What set you on the road to where you are now?
Enquiry and curiosity, refusing to take no for an answer or being told that something can’t be done, and some good advice from a wise family member: my grandfather.
I was also very fortunate that I listened to his great advice when I was completing my apprenticeship in process control and instrumentation many years ago. I was thinking about quitting to pursue something else and he told me to finish what I had started as it would always a give me a foundation to build on. I took that advice and from completing my apprenticeship, I went on to study at university and ultimately obtain a PhD.
What was your biggest mistake and what did you learn from it?

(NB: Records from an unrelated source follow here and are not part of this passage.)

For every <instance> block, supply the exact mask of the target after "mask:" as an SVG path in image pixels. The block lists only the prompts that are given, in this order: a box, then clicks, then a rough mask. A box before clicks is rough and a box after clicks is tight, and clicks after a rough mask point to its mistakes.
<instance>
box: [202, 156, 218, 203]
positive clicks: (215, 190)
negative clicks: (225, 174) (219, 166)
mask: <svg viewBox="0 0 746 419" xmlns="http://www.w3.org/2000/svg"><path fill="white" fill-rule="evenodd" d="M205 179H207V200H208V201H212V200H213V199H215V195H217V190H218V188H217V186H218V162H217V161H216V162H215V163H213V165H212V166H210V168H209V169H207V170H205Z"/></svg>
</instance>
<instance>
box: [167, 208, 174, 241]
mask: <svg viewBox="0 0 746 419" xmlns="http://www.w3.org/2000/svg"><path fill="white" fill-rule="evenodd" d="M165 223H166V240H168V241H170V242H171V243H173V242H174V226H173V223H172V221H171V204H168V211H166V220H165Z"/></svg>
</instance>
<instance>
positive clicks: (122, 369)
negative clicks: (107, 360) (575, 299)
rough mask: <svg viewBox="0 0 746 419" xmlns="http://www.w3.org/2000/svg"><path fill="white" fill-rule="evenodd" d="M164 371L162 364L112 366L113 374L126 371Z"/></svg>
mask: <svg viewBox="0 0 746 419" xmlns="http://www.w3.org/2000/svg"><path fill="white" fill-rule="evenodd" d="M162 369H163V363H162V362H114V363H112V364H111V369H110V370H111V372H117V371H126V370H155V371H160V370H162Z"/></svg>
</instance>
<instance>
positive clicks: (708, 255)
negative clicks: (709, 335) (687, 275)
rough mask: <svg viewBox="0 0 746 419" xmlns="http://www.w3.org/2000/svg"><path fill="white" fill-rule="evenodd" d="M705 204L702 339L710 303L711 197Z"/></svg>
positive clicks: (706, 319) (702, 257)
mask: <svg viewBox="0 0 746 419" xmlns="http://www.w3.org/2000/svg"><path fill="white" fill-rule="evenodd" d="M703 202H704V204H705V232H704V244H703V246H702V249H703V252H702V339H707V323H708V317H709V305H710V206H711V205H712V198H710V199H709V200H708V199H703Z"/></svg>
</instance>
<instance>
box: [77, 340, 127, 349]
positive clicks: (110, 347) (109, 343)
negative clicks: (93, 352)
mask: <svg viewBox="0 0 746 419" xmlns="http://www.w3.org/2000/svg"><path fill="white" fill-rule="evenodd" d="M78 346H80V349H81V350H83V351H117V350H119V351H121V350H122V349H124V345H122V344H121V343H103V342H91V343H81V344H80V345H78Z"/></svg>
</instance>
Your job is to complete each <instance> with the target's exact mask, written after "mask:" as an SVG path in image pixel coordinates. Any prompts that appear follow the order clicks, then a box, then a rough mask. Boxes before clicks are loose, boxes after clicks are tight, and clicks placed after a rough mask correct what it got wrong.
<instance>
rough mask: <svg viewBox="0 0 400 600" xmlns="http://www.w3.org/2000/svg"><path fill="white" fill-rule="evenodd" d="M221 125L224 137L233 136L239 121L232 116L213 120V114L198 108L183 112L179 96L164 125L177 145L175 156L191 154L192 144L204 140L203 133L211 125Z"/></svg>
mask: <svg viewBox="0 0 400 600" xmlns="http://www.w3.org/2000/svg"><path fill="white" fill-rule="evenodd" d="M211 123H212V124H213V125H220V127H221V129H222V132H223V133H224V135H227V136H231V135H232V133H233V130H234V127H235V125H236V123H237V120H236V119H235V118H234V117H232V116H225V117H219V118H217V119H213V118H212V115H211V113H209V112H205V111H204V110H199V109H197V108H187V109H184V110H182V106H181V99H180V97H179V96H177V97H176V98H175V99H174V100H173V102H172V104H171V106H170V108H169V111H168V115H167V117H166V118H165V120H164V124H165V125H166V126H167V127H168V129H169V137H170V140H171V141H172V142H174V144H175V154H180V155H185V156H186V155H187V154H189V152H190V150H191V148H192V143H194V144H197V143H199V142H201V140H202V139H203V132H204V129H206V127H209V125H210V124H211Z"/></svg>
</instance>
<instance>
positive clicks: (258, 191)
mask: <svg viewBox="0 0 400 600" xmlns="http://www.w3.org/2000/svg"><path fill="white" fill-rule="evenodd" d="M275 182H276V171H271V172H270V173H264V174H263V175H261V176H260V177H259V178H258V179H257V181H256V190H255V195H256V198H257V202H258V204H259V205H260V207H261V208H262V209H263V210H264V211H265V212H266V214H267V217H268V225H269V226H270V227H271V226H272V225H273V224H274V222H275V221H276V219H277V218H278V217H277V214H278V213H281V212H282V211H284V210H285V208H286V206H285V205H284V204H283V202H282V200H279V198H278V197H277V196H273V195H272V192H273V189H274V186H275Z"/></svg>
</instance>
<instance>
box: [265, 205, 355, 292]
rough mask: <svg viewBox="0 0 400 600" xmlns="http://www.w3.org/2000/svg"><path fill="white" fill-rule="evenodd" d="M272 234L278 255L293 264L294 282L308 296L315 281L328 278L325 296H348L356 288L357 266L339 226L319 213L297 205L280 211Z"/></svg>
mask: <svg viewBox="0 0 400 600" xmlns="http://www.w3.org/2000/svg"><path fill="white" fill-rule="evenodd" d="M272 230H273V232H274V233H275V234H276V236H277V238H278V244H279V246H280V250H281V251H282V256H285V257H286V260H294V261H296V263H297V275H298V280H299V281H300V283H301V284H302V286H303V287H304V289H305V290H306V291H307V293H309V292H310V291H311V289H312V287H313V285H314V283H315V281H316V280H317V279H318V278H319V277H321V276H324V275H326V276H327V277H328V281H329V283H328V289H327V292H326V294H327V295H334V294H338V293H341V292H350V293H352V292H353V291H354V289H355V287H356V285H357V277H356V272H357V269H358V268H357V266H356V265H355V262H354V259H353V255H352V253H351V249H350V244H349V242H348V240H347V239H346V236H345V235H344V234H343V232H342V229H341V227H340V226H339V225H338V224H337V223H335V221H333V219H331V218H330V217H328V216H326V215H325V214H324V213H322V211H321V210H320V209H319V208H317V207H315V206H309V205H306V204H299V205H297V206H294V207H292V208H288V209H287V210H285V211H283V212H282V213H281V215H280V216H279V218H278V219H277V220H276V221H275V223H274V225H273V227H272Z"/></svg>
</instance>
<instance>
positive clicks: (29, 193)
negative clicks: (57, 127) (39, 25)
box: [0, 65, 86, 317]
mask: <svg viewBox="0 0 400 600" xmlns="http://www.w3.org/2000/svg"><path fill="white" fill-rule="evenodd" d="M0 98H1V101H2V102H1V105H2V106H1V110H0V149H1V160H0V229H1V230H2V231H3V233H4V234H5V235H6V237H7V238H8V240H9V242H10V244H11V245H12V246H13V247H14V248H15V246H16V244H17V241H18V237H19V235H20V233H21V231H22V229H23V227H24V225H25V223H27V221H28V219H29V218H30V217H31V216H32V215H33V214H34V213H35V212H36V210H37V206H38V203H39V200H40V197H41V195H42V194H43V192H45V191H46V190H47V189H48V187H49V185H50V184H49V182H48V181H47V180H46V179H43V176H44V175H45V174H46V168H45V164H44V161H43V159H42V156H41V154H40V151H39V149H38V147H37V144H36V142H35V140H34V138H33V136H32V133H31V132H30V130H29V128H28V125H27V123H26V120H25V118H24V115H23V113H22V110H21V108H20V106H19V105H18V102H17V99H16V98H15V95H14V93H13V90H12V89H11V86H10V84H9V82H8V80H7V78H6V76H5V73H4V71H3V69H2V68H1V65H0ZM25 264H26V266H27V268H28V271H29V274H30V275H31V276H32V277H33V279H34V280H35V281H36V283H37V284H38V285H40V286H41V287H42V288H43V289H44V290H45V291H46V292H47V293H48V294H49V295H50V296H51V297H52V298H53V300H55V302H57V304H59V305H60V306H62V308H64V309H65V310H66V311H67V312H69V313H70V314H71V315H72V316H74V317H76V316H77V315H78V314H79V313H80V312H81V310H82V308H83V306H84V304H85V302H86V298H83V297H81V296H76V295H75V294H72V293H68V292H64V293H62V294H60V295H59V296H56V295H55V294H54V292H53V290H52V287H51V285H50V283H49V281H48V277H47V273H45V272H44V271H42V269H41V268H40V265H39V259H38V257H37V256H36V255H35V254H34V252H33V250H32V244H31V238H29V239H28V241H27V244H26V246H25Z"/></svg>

Trying to please everyone! Once I realised that this was impossible and not realistic, I felt my eyes were opened and everything came into perspective. However, I think you learn this as you get older and gain experience throughout your years, professionally and personally.
How do you get the best out of your team?
Trust and empowerment. It’s important to direct your team, but it’s also just as important to trust your team to find their own way, make mistakes and learn from them. We work in a very fast-paced environment where we are constantly looking, testing, innovating and trying new things – science changes all the time. It’s so important we all believe and respect each other’s skills and ideas, so that we get to where we need to be and help patients and consumers to do more, feel better and live longer.
STEM sectors receive a lot of criticism for a lack of diversity in terms of gender, ethnicity and other demographics. Have you noticed a diversity problem in your sector? What are your thoughts on this and what’s needed to be more inclusive?
Locally, no, I don’t experience a problem – I am very fortunate to be working in a company that champions diversity.
Who is your role model and why?
A tough one and to answer, there is no one role model. I admire people who show tenacity. For example, James Clerk Maxwell, the Scottish physicist who unified the theories of electricity and magnetism to give us the theory of electromagnetism, without which you wouldn’t be reading this on the internet now! I studied his famous equations as part of my PhD work and it was quite humbling.
What books have you read that you would recommend?
Originals: How Non-Conformists Move the World by Adam Grant.
The Limits to Growth by Donella H Meadows et al.
What are the essential tools and resources that get you through the working week?
The Eisenhower Matrix. It reminds me how important prioritisation is. Exercise to keep a healthy body and mind, self-reflection and a little me time.